I have 2 nubian does that I have been milking for 2 years.  One of them has decided that doesn't want to get on the stanchion or be milked.  She has always been my eager one, always jumps right up on the stanchion so she can eat and get milked.  The last 2 days she will not get up and doesn't even want me to touch her udders.  We recently bought a buck and I know she is in season, would this cause her to act like this?  She is acting good, eating hay and forage, drinking and such just doens't want to be milked.  It is very frustrating because she is SOOOO full.  Any imput would be appreciated.


----------



## ksalvagno (Sep 28, 2012)

I would take her temperature and also really check over her udder good. Find a way to get her up on the stand and use 2 people if you have to to hold her feet on the ground. Then get her milked out. I would be worrying about mastitis. Even in heat, my does have never given me a problem with milking so that is why I would suspect something else is going on.


----------



## jaborseth (Sep 28, 2012)

Thanks for the suggest, here is an update, got her milked out after quite a struggle and took her temp.  Her udders look completely normal, no lumps, bumps or bruises and her temp was normal.  Hoping maybe she is just in a mood and will get back to normal in the next few days.  I am really hope this isn't going to be her new normal.........ugh.


----------



## ksalvagno (Sep 28, 2012)

I take it the milk was normal too? Have you tasted the milk? If it is salty tasting, that is also a sign of mastitis.

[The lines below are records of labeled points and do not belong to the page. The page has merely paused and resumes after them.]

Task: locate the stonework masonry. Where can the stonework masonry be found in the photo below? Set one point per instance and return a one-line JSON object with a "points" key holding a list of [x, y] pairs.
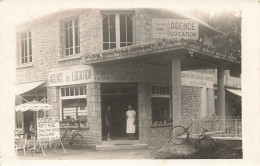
{"points": [[159, 135], [47, 53]]}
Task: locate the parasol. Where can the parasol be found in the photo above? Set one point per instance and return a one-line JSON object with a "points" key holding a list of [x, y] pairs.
{"points": [[34, 106]]}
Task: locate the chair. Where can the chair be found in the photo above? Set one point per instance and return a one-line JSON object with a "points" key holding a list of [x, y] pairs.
{"points": [[20, 143], [30, 140]]}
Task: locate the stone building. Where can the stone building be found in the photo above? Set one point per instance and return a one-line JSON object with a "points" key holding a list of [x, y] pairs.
{"points": [[160, 62]]}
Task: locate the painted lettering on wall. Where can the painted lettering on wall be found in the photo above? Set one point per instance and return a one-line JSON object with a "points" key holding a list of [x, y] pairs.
{"points": [[70, 76], [198, 79], [48, 128], [175, 28]]}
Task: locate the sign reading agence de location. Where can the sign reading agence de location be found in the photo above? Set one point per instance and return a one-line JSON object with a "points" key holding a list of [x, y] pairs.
{"points": [[48, 128], [197, 79], [77, 75], [175, 28]]}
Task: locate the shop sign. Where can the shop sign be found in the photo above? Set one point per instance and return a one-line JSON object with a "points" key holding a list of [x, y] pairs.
{"points": [[197, 79], [175, 28], [127, 72], [48, 128], [78, 75]]}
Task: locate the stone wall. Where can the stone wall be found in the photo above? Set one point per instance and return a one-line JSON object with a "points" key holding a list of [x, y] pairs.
{"points": [[155, 136], [53, 99], [94, 134], [144, 111], [191, 103], [47, 43]]}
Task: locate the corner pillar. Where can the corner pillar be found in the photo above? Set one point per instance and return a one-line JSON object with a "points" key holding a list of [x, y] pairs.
{"points": [[176, 91], [221, 97]]}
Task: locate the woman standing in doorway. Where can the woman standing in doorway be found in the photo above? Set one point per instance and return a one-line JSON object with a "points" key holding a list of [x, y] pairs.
{"points": [[130, 122]]}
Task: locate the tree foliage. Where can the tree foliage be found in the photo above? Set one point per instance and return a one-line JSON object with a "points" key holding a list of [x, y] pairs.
{"points": [[230, 24]]}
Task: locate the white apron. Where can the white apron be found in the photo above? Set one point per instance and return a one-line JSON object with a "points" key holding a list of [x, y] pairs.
{"points": [[130, 126]]}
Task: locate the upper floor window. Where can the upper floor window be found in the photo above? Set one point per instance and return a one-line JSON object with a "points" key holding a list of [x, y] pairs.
{"points": [[117, 30], [26, 47], [71, 30]]}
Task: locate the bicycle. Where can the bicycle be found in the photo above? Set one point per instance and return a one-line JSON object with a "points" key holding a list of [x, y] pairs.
{"points": [[179, 135], [76, 140]]}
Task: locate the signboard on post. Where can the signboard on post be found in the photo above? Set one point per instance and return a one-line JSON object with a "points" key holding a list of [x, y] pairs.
{"points": [[191, 78], [175, 28], [48, 128]]}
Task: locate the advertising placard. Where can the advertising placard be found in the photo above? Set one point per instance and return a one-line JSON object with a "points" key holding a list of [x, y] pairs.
{"points": [[175, 28], [48, 128]]}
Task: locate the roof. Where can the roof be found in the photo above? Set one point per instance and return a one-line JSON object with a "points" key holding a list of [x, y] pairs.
{"points": [[63, 11]]}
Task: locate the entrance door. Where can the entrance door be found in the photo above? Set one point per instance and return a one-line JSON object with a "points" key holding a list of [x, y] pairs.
{"points": [[119, 101], [29, 116]]}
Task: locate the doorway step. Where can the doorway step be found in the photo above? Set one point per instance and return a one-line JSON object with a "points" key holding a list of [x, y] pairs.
{"points": [[121, 145]]}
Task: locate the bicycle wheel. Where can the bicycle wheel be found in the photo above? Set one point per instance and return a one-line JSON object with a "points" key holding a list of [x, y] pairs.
{"points": [[77, 141], [178, 135], [206, 142]]}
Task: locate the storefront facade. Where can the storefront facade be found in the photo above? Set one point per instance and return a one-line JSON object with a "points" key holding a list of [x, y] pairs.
{"points": [[70, 52]]}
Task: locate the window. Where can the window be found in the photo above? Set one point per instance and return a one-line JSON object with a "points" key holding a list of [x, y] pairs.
{"points": [[26, 47], [71, 30], [117, 30], [73, 91], [18, 119], [74, 102], [74, 109], [161, 104]]}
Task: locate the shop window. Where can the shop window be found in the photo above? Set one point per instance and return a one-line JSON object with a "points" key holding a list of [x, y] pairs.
{"points": [[117, 30], [74, 103], [18, 119], [74, 109], [161, 104], [26, 47], [73, 91], [71, 37]]}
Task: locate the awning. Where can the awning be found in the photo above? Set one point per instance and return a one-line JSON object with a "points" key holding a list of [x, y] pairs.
{"points": [[34, 106], [235, 91], [22, 88]]}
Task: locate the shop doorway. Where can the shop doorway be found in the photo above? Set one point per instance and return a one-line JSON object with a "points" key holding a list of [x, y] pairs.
{"points": [[119, 96]]}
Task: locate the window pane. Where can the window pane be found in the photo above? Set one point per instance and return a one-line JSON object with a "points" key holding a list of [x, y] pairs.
{"points": [[67, 91], [70, 24], [72, 91], [161, 110], [122, 28], [122, 44], [112, 25], [112, 45], [67, 38], [30, 46], [157, 90], [84, 90], [67, 52], [105, 46], [105, 29], [76, 91], [70, 38], [66, 25], [23, 48], [76, 22], [62, 92], [129, 29], [81, 90], [129, 44], [77, 50], [76, 36], [153, 89]]}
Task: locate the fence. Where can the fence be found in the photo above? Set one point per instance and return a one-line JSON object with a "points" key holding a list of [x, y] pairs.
{"points": [[233, 126]]}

I would think if this is from her being in heat that it will go away as soon as she is out of heat.


----------



## jaborseth (Sep 28, 2012)

The milk was normal, that is good info about he taste, I haven't heard that before.  Something to keep an eye on in the future.


----------



## daisychick (Sep 28, 2012)

My doe that has been milked since March just recently for the first time kicked over the milk bucket.   :/  I couldn't figure out why she had such a bad attitude all of a sudden.  Well come to find out she was in heat!!  She had a bad mood and was kicky for 3 days and then BAM right back to her old calm self.  I think hormones might make them not cooperate for those few days of their heat cycle.  I haven't had a problem with her at all on the milk stand since.


----------



## Queen Mum (Sep 28, 2012)

I have a sneaking feeling that does, like humans are not only crabby during a heat cycle, but the udder might get a little tender too.  Like with PMS.  

So there she is,  "DON'T TOUCH ME,  I'm not in the MOOD!  My udder is tender and you want to MILK ME?  Get aWAY!"


----------



## jaborseth (Sep 29, 2012)

Queen mum I have a feeling you are right about the udders being tender and it probably doesn't help that her milk production has picked up quite a bit in the last week.  I don't think she is used to being that full and that probably contributed to the tenderness.  I appreciate all the info from everyone.


----------